Mengawetkan Kenangan Dalam Kaleng



Artikel ini sudah diterbitkan di Harian Medan Bisnis pada tanggal 22 Agustus 2016 dihalaman 7. Diperbolehkan mengcopy dan menyebarkan dengan selalu menyebutkan sumbernya

          JOGJAKARTA, kota keci ini sungguh tiada pernah berhenti dan menjadi poin kenangan indah bagi jutaan orang yang pernah berkunjung atau tinggal disana.  Semua sudut kota ini bercerita dengan gaya yang khas, natural dan bergaya ‘Jogja’.
            Setiap pergi meninggalkan kota ini, selalu saja ada alasan yang kuat untuk berjanji akan kembali lagi.
            Dengan berbagai cara orang membawa kenangan tentang Jogjakarta, ada yang melukisnya dalam lagu dan musik, ada yang membawa produk kerajinan dan kesenian, ada juga yang terpaut dengan makanannya.
           
GUDEG
           Gudeg dan Jogja adalah dua sisi mata uang yang tiada terpisah. Tak ada yang tidak pernah mencicipi gudeg bagi yang pernah tinggal disana. Buah nangka yang dimasak manis dan gurih ini lengket dengan ciri khas jogja. Dan orang-orang merindukannya, hingga terfikir untuk bisa membawa pulang ke kota masing-masing ketika berkunjung ke Jogja.
            Masalahnya, gudeg jogja adalah makanan tanpa pengawet yang tidak bisa bertahan lebih dari 24 jam tanpa disimpan di kulkas. Untuk dibawa atau jadi oleh-oleh, kemasan tradisionalnya terbuat dari kotak anyaman bambu yang disebut besek –tidak layak untuk penyimpanan lama dan kurang nyaman dibawa naik pesawat terbang--.
           
KENANGAN DALAM KALENG
            Adalah seorang Chandra Setiawan Kusuma --generasi ke-2 dari keluarga ibu Lies yang menekuni usaha Gudeg Wijilan di Jogjakarta—yang merasa gemas, tentang kenangan tentang Jogja dan gudegnya, agar bisa dibawa pergi jauh dan lama tanpa masalah.
            Impiannya sangat sederhana, gudeg sebagai poin kenangan tentang Jogjakarta mestinya bisa dikirim kemanapun, kapanpun dan dengan rasa yang tidak berubah. ia ingin Jogjakarta tetap menjadi kenangan indah dan bisa dinikmati dimanapun. Ia ingin menjawab kerinduan jutaaan orang yang kini tinggal jauh dari Jogjakarta.
Sekembali dari perantauannya, Chandra membuat serangkaian ujicoba kelayakan mengemas gudeg jogja dalam kemasan kaleng. Ia terinspirasi dengan berbagai makanan kaleng dari luar negeri yang tetap enak walaupun disimpan lama.
            Tahun 2011 ia yakin dengan hasil uji cobanya mengalengkan gudeg jogja. Tahun 2012 ia mulai memproduksi dengan kelengkapan perijinan dan sertifikasi standard kelayakan produk dan usahanya.
            Kini, produksi gudeg kalengan --yang ia klaim sebagai kenangan tentang Jogjakarta dalam kaleng--, sudah mulai dikenal banyak orang dan produksinya terus naik dan berkembang. Bahkan ia memiliki berbagai varian produk dari rasa manis hingga rasa pedas menderas seperti ledakan mercon.

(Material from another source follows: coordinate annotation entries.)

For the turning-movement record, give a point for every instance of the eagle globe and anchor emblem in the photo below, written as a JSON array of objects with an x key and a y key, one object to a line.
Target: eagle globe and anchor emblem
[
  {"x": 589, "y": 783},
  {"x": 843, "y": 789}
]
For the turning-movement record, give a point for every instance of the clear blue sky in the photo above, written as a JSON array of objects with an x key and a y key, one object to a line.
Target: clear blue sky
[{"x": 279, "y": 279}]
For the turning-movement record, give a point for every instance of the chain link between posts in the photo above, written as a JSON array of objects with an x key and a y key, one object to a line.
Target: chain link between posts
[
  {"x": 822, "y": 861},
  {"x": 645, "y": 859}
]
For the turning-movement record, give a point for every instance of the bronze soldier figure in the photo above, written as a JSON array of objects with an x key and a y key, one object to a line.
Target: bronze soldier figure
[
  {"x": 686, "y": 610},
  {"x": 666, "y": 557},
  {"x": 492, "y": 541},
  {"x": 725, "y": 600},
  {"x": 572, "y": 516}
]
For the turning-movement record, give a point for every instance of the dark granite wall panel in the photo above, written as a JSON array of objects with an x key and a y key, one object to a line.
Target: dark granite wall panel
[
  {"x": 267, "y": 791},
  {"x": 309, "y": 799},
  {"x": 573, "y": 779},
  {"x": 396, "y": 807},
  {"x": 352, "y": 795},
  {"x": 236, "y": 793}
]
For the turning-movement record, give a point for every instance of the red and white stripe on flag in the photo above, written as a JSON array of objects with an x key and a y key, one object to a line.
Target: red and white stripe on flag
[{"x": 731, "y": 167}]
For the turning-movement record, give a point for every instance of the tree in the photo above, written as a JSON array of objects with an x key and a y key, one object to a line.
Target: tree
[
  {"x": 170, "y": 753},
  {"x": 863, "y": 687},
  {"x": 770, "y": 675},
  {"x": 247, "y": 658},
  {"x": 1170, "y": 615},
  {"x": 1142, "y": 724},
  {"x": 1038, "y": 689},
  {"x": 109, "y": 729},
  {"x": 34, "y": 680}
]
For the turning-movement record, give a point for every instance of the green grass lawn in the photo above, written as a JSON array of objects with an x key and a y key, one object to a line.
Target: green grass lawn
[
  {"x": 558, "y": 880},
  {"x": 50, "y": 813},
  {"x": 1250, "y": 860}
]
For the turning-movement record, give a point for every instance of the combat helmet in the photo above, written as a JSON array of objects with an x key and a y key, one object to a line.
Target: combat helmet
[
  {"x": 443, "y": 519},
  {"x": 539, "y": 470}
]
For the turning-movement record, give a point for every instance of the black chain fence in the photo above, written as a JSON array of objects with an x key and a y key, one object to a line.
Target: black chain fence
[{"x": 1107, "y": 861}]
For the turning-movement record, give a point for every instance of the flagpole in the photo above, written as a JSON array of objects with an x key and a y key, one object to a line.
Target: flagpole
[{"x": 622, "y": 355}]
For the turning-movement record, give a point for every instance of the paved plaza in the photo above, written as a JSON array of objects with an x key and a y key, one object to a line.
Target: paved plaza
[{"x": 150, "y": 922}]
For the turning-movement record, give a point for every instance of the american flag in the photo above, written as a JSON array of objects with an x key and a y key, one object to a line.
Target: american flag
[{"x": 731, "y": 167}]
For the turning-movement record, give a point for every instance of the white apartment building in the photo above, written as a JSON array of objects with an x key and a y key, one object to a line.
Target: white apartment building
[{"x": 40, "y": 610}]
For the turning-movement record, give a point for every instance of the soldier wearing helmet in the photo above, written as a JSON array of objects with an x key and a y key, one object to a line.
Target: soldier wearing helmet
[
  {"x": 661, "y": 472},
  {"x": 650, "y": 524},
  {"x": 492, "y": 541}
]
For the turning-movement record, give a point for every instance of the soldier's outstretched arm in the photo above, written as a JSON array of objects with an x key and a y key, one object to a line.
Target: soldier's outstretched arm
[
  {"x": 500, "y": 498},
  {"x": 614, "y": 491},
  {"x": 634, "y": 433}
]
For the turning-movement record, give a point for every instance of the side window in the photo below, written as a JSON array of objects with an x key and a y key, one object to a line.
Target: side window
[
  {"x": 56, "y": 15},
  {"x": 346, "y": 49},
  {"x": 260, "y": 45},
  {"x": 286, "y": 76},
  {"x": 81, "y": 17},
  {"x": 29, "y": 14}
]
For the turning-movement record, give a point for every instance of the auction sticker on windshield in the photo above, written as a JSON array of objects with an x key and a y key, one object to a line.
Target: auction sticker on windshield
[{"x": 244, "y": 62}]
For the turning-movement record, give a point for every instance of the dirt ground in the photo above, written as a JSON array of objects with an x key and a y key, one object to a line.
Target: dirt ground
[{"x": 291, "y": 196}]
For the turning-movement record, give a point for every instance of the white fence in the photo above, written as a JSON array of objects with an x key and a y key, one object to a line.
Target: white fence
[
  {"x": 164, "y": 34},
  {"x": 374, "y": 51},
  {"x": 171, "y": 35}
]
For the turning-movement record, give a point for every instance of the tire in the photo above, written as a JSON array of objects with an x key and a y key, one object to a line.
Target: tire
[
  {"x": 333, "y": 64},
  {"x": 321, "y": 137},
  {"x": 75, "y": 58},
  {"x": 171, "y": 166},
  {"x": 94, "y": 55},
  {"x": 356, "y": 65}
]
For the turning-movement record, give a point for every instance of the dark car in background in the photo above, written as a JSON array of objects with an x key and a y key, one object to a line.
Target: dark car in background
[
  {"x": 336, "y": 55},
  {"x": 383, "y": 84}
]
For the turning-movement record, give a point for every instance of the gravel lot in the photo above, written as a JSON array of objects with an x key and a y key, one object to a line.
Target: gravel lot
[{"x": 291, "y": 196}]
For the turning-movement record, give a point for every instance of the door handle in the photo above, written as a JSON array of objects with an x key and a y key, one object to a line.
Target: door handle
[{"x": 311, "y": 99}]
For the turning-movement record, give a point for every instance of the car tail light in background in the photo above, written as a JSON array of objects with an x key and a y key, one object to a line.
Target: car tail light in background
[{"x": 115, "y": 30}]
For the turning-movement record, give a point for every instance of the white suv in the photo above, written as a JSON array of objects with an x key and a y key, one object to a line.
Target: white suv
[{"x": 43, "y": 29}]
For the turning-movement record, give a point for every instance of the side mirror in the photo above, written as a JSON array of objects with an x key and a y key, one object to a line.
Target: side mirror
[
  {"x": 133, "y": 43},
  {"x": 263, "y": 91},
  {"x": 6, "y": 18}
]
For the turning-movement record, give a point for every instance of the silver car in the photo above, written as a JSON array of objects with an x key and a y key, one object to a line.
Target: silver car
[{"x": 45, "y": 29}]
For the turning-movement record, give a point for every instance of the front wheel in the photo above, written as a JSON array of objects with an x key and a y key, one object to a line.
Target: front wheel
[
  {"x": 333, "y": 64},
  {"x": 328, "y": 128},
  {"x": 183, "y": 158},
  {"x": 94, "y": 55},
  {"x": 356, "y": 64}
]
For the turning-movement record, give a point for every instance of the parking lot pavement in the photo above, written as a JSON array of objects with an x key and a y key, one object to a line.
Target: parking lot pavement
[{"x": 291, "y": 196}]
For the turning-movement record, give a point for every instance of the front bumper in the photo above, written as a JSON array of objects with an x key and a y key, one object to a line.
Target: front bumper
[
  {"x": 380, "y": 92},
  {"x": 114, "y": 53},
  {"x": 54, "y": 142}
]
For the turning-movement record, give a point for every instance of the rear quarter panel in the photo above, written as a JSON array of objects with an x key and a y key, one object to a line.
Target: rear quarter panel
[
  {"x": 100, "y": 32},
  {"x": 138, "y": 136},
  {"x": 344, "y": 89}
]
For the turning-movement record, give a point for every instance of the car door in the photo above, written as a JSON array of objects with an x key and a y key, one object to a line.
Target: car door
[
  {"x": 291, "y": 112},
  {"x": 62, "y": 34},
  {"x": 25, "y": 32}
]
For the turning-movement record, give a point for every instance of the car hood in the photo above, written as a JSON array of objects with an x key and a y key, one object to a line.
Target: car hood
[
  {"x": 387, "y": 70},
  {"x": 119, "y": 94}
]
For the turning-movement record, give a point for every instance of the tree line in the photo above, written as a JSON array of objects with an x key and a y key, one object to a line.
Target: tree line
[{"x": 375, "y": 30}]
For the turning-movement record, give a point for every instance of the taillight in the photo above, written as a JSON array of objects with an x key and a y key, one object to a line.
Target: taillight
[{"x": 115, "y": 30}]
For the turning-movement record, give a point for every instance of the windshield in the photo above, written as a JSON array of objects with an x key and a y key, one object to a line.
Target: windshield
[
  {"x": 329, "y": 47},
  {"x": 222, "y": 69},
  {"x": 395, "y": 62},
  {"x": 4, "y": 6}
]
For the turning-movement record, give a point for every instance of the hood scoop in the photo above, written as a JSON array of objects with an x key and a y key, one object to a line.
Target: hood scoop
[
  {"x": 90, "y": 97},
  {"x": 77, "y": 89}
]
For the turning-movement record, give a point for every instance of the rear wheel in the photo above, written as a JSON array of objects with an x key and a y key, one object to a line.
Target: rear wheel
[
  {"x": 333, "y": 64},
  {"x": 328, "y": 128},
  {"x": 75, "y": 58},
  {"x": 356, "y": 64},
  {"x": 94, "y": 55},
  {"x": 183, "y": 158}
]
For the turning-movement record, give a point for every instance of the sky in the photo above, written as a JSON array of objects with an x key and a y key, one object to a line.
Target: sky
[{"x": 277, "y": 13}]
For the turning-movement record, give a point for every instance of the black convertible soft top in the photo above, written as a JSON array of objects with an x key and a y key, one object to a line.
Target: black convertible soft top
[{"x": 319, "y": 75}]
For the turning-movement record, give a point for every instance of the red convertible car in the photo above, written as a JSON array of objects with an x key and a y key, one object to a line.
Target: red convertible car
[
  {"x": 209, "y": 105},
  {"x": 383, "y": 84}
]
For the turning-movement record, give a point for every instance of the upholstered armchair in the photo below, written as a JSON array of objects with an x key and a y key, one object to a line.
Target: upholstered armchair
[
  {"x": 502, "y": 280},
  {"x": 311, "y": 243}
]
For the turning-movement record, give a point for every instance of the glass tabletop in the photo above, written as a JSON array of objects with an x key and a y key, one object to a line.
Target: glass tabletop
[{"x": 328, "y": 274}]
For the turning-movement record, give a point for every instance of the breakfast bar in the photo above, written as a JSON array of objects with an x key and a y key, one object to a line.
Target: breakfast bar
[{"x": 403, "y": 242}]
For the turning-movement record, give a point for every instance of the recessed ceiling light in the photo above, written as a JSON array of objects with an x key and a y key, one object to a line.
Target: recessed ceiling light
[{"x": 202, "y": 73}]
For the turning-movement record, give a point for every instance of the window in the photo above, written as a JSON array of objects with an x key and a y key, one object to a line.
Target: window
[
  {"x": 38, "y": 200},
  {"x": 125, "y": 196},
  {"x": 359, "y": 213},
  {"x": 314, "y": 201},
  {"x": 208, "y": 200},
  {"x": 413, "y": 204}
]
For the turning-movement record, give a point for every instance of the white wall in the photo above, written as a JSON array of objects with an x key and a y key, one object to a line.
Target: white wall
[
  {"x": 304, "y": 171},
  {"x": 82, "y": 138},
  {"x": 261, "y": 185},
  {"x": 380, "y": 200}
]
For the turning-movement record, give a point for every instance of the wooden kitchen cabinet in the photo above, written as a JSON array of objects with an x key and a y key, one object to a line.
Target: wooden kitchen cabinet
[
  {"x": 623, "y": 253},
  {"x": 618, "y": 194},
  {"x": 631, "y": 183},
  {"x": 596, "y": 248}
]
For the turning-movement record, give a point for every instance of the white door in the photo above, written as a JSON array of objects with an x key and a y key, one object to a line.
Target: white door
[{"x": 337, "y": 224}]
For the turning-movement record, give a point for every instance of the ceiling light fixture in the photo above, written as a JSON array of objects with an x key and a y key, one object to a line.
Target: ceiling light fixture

DUTA BESAR DAN BERKUASA PENUH.
Satu sore di jalan Margo Utomo kawasan Tugu Jogjakarta, saya bertemu dengan Mas Candra si tokoh yang saya ceritakan tadi. Sebuah percakapan bermutu menjadi obrolan kami.
Dalam keyakinannya, ia harus menjadi Duta Besar dan berkuasa penuh atas produk gudeg kalengan yang ia rintis. Produk yang unggul dan praktis ini perlu disosialisasikan. Oleh karenanya ia mengangkat dirinya sebagai Duta Besar bagi produknya tersebut.
Chandra menjadikan dirinya sebagai billboard berjalan. Di pakaiannya ada logo yang selalu menjadi topik obrolan bagi siapapun yang baru saja mengenalnya. Jangan heran ia bawa kartu nama dan brosur kemana-mana.
Ia senang berorganisasi dan mengumpulkan kekuatan kolektif antar para pebisnis yang sejenis dalam sebuah asosiasi. Ia senang bertemu orang-orang baru. Strateginya yang keren adalah ketika ia berusaha memberikan sample untuk dicicipi secara langsung atau melalui pihak hotel dan restoran.